Je me suis laissée guider par le personnel soignant sans un mot. Je suis restée dans une salle de travail où une autre gynécologue venait contrôler mon état. Honnêtement je me souviens d’à peu près tout mais j’étais à 10km de mon corps. Mon mari était à côté de moi mais j’avais l’impression qu’il était tout au fond de la pièce. Ils m’ont injecté les produits pour la maturation des poumons de bébé. Un médecin est venu me voir pour m’expliquer qu’il était le pédiatre de réanimation qui allait s’occuper de ma fille. Je le regardais, toujours sans voix. Je lui ai répondu : « D’accord, merci » comme s’il n’y avait plus d’espoir. J’étais vraiment abattue. Je suis emmenée au bloc car le cœur de bébé n’allait plus bien et mes examens n’étaient pas bons. Une fois au bloc, tout a été vite et assez traumatisant. Mais la chose dont je me souviens très bien c’est le petit cri de ma petite fille, d’un poids plume de 880g. Je n’ai pas pu la voir. Tout a été très vite mais je l’ai entendu.
Quand je suis remontée en chambre, après de longues heures, je me suis forcée à me lever doucement malgré la césarienne toute fraîche mais il fallait absolument que j’aille voir ma fille qui était au service de néonatalogie deux étages plus bas. J’avais tellement peur de la rencontrer. Je ne savais pas à quoi m’attendre d’un bébé né à 6 mois de grossesse. Quand on a soulevé la housse de son incubateur et que j’ai aperçu cette petite poupée si parfaite et petite, mon cœur s’est fendu et je suis tombée amoureuse d’elle immédiatement.
Je suis restée une semaine à l’hôpital près de ma fille et tout est revenu à la normale sauf pour les protéines et la tension pour lesquelles j’ai continué à être suivie. J’ai un traitement pour l’hypertension. Après cela s’en sont suivis un long parcours et des péripéties au service de néonatalogie pendant cinq mois.

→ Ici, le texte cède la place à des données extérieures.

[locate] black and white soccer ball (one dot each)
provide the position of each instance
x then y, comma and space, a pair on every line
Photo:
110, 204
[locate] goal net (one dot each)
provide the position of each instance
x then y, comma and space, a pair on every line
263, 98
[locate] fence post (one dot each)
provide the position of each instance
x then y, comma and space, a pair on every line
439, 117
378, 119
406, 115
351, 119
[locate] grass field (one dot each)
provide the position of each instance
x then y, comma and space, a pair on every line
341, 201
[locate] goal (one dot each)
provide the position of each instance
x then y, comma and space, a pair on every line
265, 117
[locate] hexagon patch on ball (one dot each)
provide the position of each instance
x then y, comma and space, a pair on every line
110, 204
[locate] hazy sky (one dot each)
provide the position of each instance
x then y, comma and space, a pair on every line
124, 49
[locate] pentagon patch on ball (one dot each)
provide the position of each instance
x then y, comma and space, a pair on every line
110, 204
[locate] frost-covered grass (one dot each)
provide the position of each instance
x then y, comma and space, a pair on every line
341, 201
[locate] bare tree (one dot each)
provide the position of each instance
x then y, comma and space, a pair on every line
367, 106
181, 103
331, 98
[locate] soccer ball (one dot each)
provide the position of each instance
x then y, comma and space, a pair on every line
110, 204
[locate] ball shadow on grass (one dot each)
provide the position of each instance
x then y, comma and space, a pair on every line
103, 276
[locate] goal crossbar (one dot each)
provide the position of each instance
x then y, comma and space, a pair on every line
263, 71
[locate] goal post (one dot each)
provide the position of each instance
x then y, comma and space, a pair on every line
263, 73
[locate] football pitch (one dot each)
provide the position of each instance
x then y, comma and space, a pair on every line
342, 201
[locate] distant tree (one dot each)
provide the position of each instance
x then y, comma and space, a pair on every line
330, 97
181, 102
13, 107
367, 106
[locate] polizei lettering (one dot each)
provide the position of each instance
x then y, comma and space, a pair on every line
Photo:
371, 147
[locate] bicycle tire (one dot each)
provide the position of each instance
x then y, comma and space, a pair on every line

Je ne remercierai jamais assez tout le personnel du service.
Ma princesse, ma bataille, ma guerrière, tu grandis et je suis si fière de toi. Cela n’est qu’un souvenir très sombre mais c’est notre histoire. Je vous remercie d’avoir lu mon témoignage et je remercie l’association d’exister car avant que cela ne m’arrive, je ne connaissais rien de la pré-éclampsie. Grâce à vous, les choses vont bouger et vous avez tout mon soutien. »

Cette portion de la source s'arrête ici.